Arsenal Vs Chelsea: 5 things we learned – Welcome to Wembley
4. Tactical switch provides security
Antonio Conte’s 3-4-3 system is designed to carve through the back-four-based formations that pervade the Premier League. The philosophy is very simple: the two wingers are released from their defensive and width-providing responsibilities, allowing them to drift throughout the pitch, overloading certain areas at certain times, creating mismatches throughout the game. And in the first half, we saw that tactical advantage to great effect.
So Wenger, to his credit, made a change. Specifically, Mohamed Elneny, who had been playing in central midfielder, was asked to sit a little deeper, as a central defender flanked by Shkodran Mustafi and Laurent Koscielny, and Hector Bellerin and Nacho Monreal were stationed as wing-backs, rather than traditional full-backs.

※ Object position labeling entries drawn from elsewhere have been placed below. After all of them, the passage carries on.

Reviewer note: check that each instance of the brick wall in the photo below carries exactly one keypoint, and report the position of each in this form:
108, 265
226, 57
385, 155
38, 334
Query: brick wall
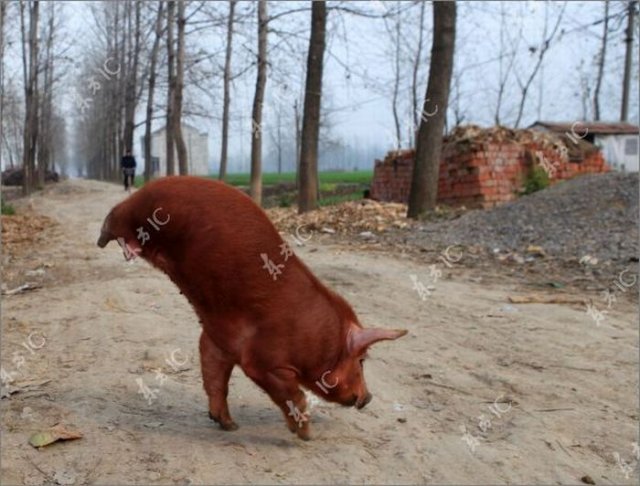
481, 174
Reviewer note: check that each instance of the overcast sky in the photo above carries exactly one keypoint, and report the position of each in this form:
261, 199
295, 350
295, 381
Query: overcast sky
359, 68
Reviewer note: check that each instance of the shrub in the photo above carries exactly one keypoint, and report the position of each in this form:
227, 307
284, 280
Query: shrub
536, 180
7, 209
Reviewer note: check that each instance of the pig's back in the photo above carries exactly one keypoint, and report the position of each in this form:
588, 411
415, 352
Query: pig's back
218, 242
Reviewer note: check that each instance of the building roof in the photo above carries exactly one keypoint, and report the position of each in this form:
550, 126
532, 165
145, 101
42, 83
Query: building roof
602, 128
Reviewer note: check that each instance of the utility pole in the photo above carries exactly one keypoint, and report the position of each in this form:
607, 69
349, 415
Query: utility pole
628, 61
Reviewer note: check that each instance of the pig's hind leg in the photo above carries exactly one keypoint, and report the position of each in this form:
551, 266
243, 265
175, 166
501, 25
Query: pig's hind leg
216, 371
282, 386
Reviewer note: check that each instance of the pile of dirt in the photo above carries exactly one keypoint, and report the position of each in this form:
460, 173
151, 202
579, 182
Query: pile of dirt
347, 218
15, 177
21, 231
594, 215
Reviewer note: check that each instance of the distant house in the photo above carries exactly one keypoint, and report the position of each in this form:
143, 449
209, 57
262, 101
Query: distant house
197, 151
618, 141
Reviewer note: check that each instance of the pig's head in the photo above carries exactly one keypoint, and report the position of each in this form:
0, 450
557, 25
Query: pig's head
345, 383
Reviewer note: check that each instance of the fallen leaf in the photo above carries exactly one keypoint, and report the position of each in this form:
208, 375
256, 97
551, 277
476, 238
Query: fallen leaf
54, 434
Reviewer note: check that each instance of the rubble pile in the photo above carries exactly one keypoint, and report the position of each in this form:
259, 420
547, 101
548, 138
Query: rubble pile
351, 217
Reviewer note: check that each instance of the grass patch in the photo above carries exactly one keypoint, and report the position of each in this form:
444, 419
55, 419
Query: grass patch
7, 209
328, 180
331, 200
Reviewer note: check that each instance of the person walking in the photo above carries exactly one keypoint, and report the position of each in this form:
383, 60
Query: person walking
128, 165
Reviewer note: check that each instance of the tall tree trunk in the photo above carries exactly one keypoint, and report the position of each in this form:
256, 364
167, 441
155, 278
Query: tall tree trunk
396, 79
226, 101
256, 116
181, 148
296, 112
3, 11
170, 151
601, 62
424, 182
45, 143
308, 193
414, 79
150, 93
628, 61
31, 96
131, 97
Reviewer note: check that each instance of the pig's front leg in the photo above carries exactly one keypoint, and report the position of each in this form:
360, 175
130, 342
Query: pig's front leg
282, 386
216, 371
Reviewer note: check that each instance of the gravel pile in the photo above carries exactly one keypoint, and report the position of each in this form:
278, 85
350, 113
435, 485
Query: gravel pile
595, 215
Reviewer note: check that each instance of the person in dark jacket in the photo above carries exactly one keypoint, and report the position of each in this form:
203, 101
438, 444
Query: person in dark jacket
128, 165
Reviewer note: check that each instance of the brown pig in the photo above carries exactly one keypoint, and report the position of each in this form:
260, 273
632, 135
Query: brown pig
260, 307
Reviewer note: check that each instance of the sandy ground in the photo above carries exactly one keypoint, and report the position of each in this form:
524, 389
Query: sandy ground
479, 392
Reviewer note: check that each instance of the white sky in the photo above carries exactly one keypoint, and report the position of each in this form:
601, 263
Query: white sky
358, 68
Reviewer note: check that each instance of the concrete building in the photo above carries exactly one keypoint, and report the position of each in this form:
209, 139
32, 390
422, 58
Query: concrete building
197, 151
618, 141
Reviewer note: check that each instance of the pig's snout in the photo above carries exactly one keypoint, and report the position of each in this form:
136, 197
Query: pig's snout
103, 240
362, 402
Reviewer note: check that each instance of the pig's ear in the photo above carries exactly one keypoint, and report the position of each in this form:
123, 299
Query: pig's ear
105, 233
358, 339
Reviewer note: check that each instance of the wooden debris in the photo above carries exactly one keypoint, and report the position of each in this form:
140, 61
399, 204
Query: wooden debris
545, 299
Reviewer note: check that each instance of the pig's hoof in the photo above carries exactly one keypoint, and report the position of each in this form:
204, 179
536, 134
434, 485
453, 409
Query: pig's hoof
224, 424
303, 433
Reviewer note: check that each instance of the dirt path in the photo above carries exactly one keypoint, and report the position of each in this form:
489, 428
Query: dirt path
565, 389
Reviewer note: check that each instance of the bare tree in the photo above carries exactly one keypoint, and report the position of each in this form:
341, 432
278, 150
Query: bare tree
628, 60
601, 62
414, 73
227, 85
30, 74
170, 150
256, 116
181, 148
46, 101
3, 12
541, 50
395, 36
150, 92
424, 182
505, 68
308, 193
131, 83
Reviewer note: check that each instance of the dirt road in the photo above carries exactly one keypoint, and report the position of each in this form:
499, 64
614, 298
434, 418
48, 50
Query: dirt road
479, 392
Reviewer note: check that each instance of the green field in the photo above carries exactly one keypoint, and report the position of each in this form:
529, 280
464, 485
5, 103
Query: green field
327, 179
269, 179
328, 183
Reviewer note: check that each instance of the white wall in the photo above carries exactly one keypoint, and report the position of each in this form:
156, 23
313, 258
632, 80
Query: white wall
615, 147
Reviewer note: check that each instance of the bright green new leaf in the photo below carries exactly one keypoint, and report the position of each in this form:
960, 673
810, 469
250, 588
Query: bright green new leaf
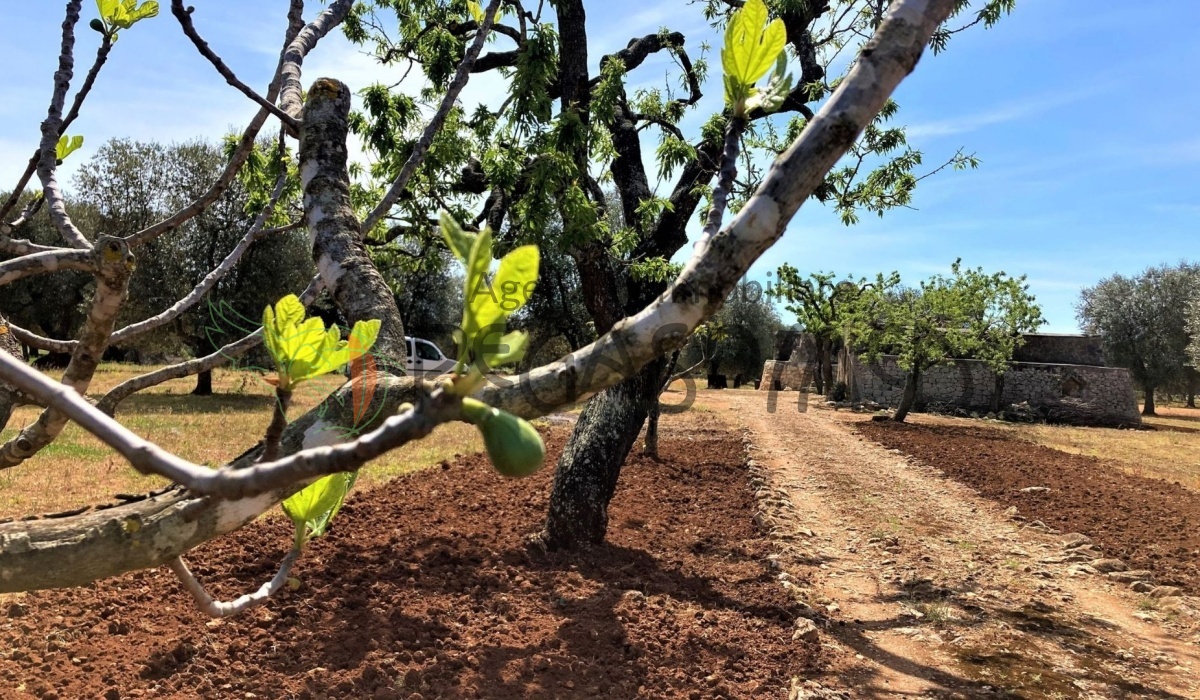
67, 145
478, 293
511, 287
477, 11
510, 348
459, 240
313, 507
304, 348
772, 97
318, 525
363, 337
751, 46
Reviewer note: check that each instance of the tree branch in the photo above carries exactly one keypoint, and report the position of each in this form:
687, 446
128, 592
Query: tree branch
113, 264
300, 46
431, 130
106, 46
217, 609
46, 262
240, 154
342, 261
79, 549
210, 280
52, 127
185, 21
220, 358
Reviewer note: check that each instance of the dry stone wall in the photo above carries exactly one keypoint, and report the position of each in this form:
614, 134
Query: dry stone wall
1081, 394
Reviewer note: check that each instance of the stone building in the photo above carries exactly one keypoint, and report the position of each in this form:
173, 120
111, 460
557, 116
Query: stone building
1061, 378
795, 365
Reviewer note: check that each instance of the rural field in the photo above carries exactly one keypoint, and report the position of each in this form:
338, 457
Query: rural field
763, 555
671, 350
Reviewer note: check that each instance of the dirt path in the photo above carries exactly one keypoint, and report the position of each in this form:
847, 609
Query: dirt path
927, 590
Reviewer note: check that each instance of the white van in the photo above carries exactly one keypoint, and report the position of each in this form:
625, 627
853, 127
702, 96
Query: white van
425, 358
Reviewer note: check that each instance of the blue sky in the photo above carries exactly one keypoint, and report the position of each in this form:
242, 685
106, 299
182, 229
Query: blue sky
1083, 114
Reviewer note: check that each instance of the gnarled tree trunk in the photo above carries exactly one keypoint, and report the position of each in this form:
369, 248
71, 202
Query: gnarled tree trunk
910, 395
591, 464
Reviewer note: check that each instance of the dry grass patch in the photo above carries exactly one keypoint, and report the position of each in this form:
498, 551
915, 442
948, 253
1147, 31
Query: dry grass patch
78, 470
1170, 452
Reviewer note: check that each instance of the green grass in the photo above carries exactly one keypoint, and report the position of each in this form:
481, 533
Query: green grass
78, 470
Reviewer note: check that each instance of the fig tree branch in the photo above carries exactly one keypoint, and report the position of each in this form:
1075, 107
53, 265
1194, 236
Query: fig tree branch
185, 21
431, 130
226, 609
78, 549
106, 46
300, 46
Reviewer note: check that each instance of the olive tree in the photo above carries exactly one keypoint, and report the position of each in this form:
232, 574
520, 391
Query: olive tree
378, 408
967, 313
1143, 319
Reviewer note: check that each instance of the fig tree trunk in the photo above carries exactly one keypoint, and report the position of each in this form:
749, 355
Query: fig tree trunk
1147, 407
587, 472
204, 346
651, 446
910, 395
827, 365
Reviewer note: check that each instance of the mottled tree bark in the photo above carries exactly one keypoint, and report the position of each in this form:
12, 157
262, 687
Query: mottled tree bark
589, 466
910, 395
352, 279
651, 446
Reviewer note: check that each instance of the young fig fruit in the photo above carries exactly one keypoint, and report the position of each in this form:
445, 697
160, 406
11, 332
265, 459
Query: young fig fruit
513, 444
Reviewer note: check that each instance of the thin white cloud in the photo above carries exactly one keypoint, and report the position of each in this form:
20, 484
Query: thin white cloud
1002, 113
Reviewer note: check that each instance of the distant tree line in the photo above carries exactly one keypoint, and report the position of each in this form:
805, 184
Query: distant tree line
1150, 323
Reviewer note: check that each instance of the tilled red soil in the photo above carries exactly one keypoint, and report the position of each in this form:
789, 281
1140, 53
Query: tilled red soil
1150, 524
425, 588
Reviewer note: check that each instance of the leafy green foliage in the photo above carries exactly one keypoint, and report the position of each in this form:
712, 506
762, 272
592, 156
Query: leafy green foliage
1144, 319
967, 313
264, 163
315, 507
753, 43
489, 301
117, 15
67, 145
513, 444
304, 348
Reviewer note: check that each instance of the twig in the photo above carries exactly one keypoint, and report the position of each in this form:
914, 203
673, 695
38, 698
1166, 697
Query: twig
40, 341
106, 46
299, 48
431, 130
46, 262
51, 130
185, 21
239, 156
279, 422
225, 609
220, 358
213, 277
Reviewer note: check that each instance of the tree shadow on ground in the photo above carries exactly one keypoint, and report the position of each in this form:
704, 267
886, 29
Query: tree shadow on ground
187, 404
1018, 666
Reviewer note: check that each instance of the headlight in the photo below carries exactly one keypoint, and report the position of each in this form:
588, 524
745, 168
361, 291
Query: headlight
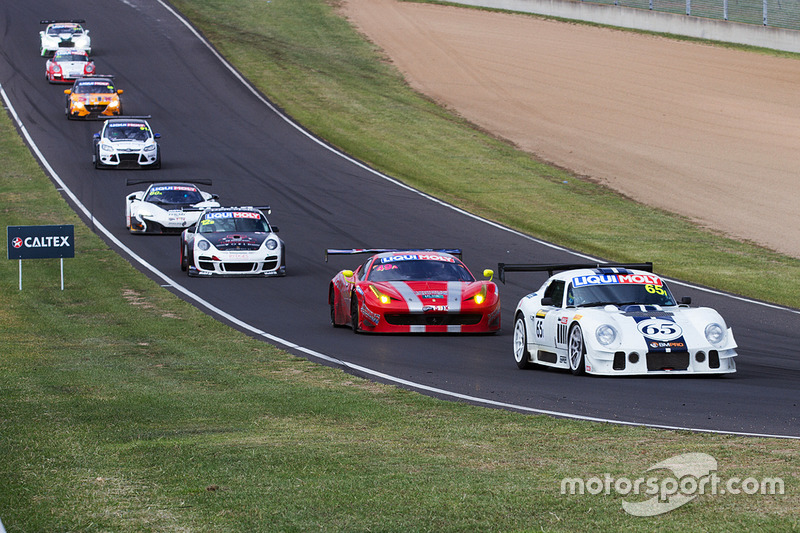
715, 333
606, 334
480, 296
383, 298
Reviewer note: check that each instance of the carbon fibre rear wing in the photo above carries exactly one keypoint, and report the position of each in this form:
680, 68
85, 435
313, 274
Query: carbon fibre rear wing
502, 268
139, 181
355, 251
76, 21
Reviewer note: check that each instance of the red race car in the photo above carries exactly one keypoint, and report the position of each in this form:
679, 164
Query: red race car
67, 65
413, 291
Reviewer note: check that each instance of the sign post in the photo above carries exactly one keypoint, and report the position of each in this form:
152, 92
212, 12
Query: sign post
41, 242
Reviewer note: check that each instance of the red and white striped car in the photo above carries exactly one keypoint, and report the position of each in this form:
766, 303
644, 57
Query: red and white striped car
413, 291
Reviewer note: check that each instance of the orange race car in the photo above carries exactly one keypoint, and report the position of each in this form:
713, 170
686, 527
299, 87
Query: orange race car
93, 97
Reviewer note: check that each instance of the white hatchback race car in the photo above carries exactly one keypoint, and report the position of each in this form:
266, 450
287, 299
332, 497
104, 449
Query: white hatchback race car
233, 241
126, 142
64, 34
166, 207
614, 319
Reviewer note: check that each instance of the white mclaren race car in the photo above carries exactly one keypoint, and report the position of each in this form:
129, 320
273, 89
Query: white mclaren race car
233, 241
613, 319
64, 34
166, 207
126, 142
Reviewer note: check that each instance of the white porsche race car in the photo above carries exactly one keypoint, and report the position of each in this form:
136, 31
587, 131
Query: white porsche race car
126, 142
233, 241
166, 207
64, 34
613, 319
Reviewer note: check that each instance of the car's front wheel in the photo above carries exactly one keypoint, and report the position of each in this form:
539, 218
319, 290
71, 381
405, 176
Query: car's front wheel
521, 355
576, 351
184, 258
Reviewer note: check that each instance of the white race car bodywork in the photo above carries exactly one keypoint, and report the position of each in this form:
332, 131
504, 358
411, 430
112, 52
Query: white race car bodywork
64, 35
235, 241
139, 148
620, 339
143, 216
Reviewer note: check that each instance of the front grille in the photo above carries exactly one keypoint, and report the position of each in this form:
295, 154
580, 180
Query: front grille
237, 267
430, 319
667, 360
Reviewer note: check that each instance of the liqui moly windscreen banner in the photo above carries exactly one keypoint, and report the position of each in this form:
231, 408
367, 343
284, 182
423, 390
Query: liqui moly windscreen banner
41, 242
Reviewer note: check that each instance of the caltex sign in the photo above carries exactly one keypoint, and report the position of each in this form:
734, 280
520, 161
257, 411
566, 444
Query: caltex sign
41, 242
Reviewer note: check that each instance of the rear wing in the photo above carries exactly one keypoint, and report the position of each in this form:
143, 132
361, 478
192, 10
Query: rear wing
76, 21
502, 268
354, 251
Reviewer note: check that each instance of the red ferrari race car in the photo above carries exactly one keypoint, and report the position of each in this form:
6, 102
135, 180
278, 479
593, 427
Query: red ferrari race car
413, 291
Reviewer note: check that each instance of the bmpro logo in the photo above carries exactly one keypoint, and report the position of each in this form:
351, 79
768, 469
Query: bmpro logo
673, 483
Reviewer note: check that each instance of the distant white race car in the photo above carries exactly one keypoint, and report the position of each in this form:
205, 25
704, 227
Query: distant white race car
613, 320
126, 142
64, 34
166, 207
233, 241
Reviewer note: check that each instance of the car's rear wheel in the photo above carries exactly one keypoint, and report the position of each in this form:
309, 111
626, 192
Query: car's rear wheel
355, 316
521, 354
576, 351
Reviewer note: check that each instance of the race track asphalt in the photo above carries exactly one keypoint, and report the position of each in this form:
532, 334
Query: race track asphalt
214, 127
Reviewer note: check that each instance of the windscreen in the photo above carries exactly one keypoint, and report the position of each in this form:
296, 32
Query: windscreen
419, 270
229, 221
173, 195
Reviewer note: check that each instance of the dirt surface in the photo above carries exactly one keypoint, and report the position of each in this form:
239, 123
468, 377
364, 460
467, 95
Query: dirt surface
710, 133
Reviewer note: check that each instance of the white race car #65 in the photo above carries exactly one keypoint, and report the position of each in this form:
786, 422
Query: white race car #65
616, 319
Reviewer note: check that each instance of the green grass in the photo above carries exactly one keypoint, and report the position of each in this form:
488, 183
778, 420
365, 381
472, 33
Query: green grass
123, 408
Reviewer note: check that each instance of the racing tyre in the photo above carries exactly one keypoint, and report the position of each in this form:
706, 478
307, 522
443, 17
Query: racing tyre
521, 354
332, 302
97, 164
184, 258
355, 316
576, 351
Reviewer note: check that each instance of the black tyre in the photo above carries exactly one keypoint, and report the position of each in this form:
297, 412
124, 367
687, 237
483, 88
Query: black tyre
521, 355
184, 258
576, 351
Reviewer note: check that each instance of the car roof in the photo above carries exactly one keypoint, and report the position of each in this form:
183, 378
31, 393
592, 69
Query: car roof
612, 274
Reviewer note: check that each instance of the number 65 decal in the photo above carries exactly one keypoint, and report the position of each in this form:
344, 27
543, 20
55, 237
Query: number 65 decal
660, 330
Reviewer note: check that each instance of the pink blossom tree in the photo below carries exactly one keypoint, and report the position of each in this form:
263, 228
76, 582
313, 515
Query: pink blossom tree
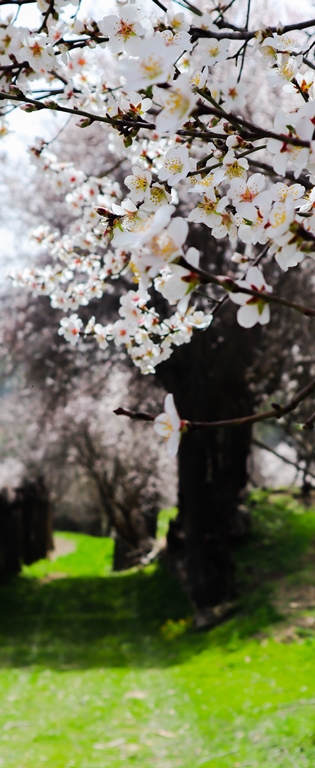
169, 88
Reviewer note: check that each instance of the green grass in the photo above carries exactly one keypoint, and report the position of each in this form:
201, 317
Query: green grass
102, 670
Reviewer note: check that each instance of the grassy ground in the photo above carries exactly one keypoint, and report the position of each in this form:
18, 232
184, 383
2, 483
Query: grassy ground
102, 670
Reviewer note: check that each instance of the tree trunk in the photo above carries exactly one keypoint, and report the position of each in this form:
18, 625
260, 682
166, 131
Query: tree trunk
209, 381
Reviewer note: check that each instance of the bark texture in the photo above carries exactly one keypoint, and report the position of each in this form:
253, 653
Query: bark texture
209, 380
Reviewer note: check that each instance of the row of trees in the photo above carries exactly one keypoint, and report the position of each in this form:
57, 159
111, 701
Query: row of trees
184, 120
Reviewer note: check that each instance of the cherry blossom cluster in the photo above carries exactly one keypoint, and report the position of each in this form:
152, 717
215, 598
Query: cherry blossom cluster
171, 92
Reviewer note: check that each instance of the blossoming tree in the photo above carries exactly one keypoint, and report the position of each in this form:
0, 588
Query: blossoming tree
167, 85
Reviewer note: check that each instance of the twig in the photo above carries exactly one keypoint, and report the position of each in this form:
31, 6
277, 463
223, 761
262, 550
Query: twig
275, 412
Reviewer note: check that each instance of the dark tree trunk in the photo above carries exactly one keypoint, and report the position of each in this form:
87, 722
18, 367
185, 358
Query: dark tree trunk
209, 381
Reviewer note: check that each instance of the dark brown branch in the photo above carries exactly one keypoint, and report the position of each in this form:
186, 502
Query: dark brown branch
231, 286
244, 34
275, 412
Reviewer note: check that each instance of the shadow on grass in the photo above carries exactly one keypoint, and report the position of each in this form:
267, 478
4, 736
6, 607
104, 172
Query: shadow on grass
139, 618
136, 619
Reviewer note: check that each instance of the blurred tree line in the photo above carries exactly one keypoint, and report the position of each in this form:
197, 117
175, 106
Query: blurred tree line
58, 410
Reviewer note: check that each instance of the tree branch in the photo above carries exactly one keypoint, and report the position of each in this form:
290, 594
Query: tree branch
275, 412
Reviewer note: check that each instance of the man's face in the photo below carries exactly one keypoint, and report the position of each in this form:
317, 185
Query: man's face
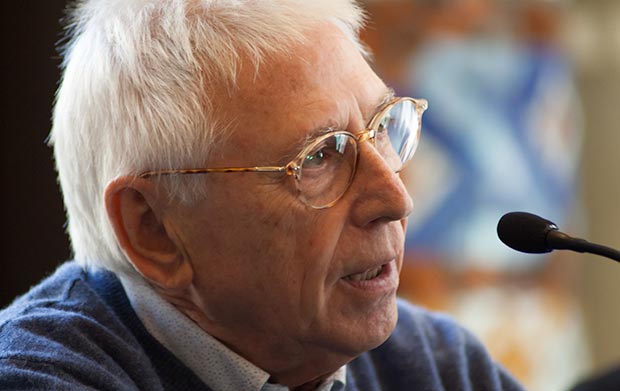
274, 277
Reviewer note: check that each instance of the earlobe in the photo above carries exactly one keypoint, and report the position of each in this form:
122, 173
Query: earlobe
137, 215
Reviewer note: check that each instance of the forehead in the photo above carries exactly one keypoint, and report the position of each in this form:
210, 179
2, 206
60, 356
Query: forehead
324, 82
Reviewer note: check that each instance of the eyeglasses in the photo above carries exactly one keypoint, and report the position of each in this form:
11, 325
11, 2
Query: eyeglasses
325, 168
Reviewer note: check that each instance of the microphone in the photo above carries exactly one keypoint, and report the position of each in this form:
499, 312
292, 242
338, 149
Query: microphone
528, 233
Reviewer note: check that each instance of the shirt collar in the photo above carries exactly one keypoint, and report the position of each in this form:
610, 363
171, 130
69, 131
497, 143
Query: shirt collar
214, 363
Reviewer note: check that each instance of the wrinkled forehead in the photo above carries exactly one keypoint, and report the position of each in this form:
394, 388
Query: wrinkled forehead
324, 81
305, 69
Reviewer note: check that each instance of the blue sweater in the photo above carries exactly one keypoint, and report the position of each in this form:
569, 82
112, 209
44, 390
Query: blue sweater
77, 331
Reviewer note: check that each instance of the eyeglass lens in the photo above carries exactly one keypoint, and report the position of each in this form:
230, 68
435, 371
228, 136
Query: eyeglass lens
328, 167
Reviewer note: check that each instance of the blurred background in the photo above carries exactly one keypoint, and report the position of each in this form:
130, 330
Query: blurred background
522, 116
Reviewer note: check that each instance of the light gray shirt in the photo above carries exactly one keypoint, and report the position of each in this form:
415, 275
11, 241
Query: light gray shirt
214, 363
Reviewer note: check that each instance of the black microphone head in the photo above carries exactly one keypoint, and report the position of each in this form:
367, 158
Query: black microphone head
525, 232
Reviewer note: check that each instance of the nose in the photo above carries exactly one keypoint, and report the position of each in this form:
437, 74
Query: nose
379, 193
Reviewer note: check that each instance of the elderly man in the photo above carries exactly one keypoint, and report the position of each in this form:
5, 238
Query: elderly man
230, 173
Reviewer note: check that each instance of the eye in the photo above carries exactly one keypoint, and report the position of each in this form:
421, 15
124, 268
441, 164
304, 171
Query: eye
384, 125
317, 158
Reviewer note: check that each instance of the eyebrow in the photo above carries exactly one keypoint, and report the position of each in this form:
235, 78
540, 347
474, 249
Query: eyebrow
317, 132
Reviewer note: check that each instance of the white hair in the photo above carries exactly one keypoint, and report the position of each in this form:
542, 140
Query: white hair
134, 94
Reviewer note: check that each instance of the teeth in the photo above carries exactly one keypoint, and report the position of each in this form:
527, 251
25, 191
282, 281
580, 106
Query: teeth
367, 275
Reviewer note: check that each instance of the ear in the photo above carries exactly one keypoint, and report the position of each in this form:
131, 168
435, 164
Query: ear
136, 210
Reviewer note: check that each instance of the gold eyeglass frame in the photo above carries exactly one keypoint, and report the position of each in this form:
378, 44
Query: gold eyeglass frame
294, 166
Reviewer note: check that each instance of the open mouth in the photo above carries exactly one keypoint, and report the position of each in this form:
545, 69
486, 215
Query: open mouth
367, 275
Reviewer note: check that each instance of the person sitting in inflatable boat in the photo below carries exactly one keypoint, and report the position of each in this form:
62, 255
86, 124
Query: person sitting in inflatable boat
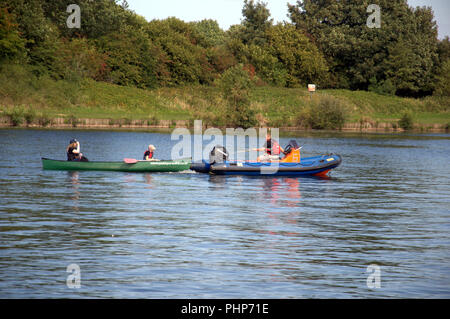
272, 148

The switch allowed Arsenal to play man-to-man across the pitch. They pressed a little higher up the pitch, they condensed the space in the middle of the pitch, closing down the passing lanes and disrupting the interchangeable attacks of Chelsea in the first half, and began to impress themselves from an attacking standpoint also. It was the move that won Arsenal the game. Had they played like they had in the first half after the break, they would not be playing in Wembley next month. Thankfully, they didn’t.